A few hours after the fever set in, though, I could barely move. I actually spent two hours trying to summon the energy to walk 10 feet from the bed to the bathroom to remove my contact lenses. Another internal debate about whether I’d benefit from some Advil required another 45 minutes before action was taken.

And yet at other times throughout this sleepless night, insights arrived with a razor-edge clarity that’s rarely in my possession. I recalled with startling vividness, for example, a close relative’s funeral from two years ago and the tidal wave of competing emotions it prompted in me, from sadness and regret to gratitude and mystery. It even brought a tear or two to the eyes of a guy who hasn’t cried since he found out how much money his college roommate makes as a radiologist.

As the night dragged on, I also became more attuned to my own body. My legs ached constantly and, coupled with nothing to do but think about them, forced me to pinpoint where the pain was coming from. I was able to take what felt like a generalized pain and identify that it was really originating from the lower leg – and that, yes, some Advil might address it.
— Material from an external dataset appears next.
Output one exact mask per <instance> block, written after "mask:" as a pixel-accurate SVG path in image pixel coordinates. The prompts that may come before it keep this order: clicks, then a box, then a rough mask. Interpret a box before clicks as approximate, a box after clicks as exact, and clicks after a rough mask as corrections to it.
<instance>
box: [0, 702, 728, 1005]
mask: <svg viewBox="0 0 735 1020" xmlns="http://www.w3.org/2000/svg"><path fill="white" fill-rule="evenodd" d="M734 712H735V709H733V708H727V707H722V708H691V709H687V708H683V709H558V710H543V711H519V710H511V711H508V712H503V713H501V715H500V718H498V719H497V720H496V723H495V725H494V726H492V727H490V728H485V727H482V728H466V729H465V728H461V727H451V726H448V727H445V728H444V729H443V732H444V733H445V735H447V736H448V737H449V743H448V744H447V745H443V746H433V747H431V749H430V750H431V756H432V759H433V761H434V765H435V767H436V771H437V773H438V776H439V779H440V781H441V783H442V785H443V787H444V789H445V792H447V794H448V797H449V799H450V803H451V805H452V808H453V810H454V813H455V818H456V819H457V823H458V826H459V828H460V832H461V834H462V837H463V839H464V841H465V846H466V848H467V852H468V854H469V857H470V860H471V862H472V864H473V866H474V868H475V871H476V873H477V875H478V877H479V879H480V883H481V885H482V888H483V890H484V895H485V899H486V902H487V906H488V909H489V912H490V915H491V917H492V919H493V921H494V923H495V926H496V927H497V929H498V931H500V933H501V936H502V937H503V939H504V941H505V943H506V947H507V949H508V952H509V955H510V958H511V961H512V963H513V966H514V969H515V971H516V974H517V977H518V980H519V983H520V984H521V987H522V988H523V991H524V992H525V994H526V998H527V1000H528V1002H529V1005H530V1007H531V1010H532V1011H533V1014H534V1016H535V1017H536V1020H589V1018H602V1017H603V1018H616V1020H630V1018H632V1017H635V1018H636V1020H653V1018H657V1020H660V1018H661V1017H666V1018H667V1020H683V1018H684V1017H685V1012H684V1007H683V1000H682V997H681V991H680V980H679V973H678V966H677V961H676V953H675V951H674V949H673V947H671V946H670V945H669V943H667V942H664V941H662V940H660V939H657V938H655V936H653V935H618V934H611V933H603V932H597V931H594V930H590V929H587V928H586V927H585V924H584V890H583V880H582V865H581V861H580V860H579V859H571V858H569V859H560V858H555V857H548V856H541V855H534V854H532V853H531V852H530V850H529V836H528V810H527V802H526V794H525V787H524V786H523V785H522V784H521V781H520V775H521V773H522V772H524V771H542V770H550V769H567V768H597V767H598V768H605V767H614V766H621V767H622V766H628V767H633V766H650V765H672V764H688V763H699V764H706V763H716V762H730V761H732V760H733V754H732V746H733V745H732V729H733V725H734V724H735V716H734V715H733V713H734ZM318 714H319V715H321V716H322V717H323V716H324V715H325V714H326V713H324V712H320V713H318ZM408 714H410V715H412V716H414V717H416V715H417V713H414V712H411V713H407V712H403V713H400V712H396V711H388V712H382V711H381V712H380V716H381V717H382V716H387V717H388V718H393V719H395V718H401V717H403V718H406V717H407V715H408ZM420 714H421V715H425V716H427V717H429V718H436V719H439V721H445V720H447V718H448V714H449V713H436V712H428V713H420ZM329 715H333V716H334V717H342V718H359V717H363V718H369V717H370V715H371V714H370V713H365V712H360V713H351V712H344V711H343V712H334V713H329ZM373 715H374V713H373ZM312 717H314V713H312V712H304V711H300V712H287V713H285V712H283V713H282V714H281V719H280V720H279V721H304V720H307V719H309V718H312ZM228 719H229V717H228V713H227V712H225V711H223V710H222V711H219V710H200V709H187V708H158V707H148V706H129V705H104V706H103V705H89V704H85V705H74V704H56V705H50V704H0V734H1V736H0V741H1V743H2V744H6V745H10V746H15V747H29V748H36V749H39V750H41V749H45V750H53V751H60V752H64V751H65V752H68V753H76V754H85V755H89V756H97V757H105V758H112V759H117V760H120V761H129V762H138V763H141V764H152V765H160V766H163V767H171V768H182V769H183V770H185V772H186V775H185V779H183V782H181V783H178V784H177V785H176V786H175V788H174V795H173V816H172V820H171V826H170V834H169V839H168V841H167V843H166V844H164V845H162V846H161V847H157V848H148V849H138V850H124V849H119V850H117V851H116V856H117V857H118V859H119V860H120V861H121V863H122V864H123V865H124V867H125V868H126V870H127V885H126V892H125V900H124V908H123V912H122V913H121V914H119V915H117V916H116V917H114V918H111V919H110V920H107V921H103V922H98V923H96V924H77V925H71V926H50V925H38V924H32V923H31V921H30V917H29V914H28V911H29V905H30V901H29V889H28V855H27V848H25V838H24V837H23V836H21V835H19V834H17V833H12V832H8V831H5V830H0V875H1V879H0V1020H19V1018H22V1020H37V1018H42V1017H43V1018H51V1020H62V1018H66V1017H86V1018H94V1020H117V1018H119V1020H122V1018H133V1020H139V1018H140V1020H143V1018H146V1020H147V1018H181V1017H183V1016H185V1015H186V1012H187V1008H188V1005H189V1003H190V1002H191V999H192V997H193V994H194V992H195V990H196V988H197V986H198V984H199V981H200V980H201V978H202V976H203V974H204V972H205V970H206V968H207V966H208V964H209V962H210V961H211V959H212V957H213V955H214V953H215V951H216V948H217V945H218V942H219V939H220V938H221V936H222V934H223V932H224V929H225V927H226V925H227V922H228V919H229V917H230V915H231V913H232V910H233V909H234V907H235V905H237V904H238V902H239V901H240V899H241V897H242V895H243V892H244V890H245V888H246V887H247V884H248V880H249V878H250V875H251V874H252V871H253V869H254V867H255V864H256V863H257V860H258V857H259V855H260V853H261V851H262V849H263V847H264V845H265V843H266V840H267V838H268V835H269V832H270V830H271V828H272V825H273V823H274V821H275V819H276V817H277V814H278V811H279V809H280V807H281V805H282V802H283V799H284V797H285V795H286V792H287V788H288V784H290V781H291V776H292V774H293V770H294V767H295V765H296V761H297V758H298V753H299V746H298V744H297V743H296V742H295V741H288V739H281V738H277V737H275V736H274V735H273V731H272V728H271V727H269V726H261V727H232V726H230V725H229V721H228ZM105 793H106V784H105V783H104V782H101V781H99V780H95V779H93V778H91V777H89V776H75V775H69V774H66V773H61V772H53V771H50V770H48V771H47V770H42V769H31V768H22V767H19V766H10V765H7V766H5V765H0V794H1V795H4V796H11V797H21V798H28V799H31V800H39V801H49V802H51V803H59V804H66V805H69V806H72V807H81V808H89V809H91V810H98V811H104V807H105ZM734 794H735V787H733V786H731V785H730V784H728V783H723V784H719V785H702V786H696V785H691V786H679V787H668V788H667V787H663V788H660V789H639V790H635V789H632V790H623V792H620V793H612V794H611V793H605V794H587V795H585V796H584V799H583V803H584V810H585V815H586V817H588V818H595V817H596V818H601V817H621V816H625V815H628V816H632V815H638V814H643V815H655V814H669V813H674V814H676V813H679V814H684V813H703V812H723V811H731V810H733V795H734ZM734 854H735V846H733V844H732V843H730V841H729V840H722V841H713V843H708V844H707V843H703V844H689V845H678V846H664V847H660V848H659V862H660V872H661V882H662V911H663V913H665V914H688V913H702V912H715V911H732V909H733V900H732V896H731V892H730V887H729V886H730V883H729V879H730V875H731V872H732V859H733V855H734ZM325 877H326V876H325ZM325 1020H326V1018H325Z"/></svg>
Most of all, I experienced renewed gratitude for good health, which many people do not have and which I’m usually too busy to even acknowledge, much less appreciate.

Such deeper awareness is the fruit of sitting still long enough to be present and mindful. It says something – something not complimentary – that I must rely on illness to put me in that place. Still, in this season of repentance, there’s something hopeful in the fact that even stomach bugs offer a second chance.